# Guys in BC -- Analysis pls.



## allthunbs (Jun 22, 2008)

There have been several sawmill fires in British Columbia, Canada of late. Some of them have been attributed to the harvesting of trees killed off by the pine beetle. These trees are considered to be dryer and dustier than normal wood harvesting.

I live within 20 km of 4 sawmills and know some of the people quite well. I've been discussing sawmill dust control with some of the maintenance and technical people at some of the mills. In none of the mills in my area is the stoechiometric level allowed to be even approached. How is it that the mills in BC are allowed to?

So, back to our world, given that mills that may have some of the most sophisticated monitoring equipment available, if they can't keep a handle on dust, how can we?
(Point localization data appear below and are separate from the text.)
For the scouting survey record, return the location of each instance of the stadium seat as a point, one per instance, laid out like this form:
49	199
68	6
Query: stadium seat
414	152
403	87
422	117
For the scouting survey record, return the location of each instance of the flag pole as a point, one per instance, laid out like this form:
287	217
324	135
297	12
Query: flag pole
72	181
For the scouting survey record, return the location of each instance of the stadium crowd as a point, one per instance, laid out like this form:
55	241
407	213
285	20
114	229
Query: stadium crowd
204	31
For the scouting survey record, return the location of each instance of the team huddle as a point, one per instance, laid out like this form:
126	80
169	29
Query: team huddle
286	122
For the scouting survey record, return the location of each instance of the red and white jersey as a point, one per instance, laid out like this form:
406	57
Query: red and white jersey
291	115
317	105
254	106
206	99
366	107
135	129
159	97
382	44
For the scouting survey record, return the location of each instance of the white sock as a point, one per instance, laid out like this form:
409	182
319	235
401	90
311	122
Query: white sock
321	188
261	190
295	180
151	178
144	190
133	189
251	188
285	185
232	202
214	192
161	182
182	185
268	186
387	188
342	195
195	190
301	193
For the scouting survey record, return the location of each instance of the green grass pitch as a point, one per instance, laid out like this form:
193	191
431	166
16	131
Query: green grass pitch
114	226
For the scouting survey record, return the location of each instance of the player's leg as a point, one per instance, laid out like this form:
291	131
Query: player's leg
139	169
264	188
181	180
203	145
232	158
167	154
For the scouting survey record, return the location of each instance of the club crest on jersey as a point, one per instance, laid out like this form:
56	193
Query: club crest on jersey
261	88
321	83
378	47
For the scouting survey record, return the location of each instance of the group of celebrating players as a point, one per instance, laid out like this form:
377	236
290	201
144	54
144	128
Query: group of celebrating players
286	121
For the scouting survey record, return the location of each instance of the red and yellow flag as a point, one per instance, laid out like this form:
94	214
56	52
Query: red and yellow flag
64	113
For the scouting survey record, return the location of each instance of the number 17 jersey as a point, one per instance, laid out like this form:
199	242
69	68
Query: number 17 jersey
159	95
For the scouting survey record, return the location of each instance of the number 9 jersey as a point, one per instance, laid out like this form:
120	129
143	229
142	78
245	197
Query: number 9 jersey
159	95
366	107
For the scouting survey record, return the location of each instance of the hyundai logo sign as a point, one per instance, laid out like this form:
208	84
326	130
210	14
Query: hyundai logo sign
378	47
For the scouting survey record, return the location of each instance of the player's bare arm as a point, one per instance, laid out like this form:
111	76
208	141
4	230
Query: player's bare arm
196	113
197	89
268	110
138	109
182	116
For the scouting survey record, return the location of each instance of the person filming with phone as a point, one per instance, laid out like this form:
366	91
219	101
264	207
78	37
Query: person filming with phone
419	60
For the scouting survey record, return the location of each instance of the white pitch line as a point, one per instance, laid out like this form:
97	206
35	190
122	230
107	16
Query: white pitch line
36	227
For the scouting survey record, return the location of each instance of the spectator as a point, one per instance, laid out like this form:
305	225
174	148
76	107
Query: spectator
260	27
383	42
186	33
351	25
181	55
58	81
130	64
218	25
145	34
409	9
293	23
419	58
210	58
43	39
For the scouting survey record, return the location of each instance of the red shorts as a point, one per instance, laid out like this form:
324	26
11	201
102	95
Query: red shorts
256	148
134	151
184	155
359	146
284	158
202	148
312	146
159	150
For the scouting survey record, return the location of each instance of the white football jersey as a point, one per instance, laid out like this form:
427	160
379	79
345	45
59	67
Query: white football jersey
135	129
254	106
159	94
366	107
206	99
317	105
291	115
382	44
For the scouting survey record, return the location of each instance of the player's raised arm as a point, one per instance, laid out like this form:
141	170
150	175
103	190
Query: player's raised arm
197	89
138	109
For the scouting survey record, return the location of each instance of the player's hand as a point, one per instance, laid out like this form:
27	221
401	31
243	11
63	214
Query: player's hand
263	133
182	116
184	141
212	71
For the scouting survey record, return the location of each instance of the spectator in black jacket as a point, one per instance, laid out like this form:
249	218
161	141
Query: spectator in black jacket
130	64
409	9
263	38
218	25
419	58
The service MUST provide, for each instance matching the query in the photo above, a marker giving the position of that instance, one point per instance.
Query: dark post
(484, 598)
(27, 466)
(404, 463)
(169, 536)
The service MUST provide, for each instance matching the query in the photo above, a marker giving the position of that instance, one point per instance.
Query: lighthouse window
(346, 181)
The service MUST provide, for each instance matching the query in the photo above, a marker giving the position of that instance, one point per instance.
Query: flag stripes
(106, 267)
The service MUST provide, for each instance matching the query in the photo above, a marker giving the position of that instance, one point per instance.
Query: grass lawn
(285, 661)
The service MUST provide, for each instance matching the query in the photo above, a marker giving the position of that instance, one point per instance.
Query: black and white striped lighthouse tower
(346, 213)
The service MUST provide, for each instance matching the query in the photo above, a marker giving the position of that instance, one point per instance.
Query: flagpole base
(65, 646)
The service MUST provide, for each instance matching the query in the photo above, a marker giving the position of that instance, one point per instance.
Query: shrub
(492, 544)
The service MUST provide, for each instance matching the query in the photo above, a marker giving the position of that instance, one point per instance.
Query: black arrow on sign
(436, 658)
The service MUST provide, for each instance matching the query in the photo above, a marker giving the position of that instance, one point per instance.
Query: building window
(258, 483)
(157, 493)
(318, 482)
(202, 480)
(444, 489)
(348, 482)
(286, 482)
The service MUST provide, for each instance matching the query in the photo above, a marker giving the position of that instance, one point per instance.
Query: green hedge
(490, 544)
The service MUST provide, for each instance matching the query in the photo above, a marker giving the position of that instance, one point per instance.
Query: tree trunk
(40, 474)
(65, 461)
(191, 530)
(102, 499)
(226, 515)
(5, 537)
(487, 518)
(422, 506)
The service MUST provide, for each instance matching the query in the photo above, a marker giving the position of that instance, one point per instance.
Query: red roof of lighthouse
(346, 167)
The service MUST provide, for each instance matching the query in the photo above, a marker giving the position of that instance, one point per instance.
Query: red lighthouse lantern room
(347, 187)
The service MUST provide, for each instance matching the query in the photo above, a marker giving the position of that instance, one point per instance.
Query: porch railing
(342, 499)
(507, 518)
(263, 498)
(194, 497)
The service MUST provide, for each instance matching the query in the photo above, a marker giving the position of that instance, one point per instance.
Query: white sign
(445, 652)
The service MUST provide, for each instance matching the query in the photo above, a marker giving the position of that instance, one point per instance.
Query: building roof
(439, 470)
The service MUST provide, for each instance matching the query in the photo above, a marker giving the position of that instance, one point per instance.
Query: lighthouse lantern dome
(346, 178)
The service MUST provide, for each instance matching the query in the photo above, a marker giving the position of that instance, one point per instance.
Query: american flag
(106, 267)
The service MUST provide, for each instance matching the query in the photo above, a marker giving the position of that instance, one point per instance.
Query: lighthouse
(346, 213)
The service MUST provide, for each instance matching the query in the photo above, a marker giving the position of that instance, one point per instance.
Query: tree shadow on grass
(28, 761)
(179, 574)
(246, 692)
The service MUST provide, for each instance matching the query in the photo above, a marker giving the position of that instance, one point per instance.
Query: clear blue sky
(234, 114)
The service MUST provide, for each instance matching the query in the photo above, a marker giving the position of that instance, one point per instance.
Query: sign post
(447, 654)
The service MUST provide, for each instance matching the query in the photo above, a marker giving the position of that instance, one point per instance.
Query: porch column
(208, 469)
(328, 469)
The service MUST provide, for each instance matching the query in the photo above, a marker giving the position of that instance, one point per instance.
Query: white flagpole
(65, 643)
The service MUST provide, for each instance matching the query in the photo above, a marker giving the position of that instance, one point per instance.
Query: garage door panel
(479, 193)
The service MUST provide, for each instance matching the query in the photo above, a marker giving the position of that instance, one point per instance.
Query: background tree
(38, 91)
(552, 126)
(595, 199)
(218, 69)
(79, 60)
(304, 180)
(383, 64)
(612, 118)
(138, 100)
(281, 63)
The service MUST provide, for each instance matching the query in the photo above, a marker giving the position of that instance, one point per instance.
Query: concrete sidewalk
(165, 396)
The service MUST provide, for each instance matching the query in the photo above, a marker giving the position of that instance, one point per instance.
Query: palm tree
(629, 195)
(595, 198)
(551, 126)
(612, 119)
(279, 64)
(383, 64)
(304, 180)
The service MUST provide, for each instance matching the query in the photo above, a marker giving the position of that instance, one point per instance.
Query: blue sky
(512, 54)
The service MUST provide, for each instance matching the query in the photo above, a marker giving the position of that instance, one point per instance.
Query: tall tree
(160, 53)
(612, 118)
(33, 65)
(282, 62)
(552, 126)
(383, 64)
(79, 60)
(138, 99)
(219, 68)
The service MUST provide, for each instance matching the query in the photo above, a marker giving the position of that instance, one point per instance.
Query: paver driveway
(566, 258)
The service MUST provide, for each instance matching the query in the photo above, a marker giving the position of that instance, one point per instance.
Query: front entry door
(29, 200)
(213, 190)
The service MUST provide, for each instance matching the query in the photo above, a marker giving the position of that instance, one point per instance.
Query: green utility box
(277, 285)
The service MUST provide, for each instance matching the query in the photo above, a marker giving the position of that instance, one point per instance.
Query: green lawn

The challenge now becomes how to determine when dust reaches a dangerous level for our health or combustion? Any suggestions would be appreciated


----------



## DaninVan (Jan 1, 2012)

Hey, Ron; the mills are pumping out as much beetle killed Pine (and Spruce) as they can handle. The cause of the first explosion and fire still hasn't been positively identified, although now after this second one in what, two months(?), suspicion is as you say falling heavily on the buildup of fine powder from the tunnels the beetles make in the wood.
From the video clip shot at a so far undamaged mill, on the news last night, the talc like dust was piling up everywhere...that means all over the motors, electrical switch gear, bearings, and conveyors. There was a _lot_ of it!!! I'm not sure they were referring to airborne dust so much as the extreme fire hazard from this buildup on all surfaces.
Out here, the 'B.C. Liberals' have basically made the Forestry sector self monitoring. There's no money in shutting down a mill for housecleaning as opposed to milling lumber 24/7... I'm guessing the WCB and Insurance companies think otherwise.
CTVNews.ca Photo Gallery -- B.C. Sawmill Explosion
Just my opinion.


----------



## The Warthog (Nov 29, 2010)

Don't these mills have dust collection systems? I know we did 20 years ago when I worked at a furniture manufacturer. Someone used to come and buy our sawdust from us, too.


----------



## DaninVan (Jan 1, 2012)

Lakeland Mills in Prince George, BC - member of Sinclar Group
...Oops. I'm guessing that'll be coming down soon.
Lakeland Mills Ltd - 1385 River Rd., Prince George, BC | ProfileCanada.com

(My condolences and sympathies go out to the families, and survivors. From all reports some of the survivors are horribly injured.)
Heads should roll at WCB!


----------



## Cherryville Chuck (Sep 28, 2010)

A lot of the cleanup can't be done safely unless you shut the machinery down. General cleanup is often reserved for weekends. I am pretty sure that there is some dust collection but I am not sure that dust control is an option for some of the machines such as primary breakdown because a lot of the particles being thrown are fairly large and sometimes broken pieces of log are being tossed with it. It would be hard for the average person to believe how much sawdust is produced in a major mill. The old Riverside F.P. sawmill in Lumby, B.C. was one of the fastest (stud)sawmills in North America and they ran logs through at the rate of 5.5'/sec.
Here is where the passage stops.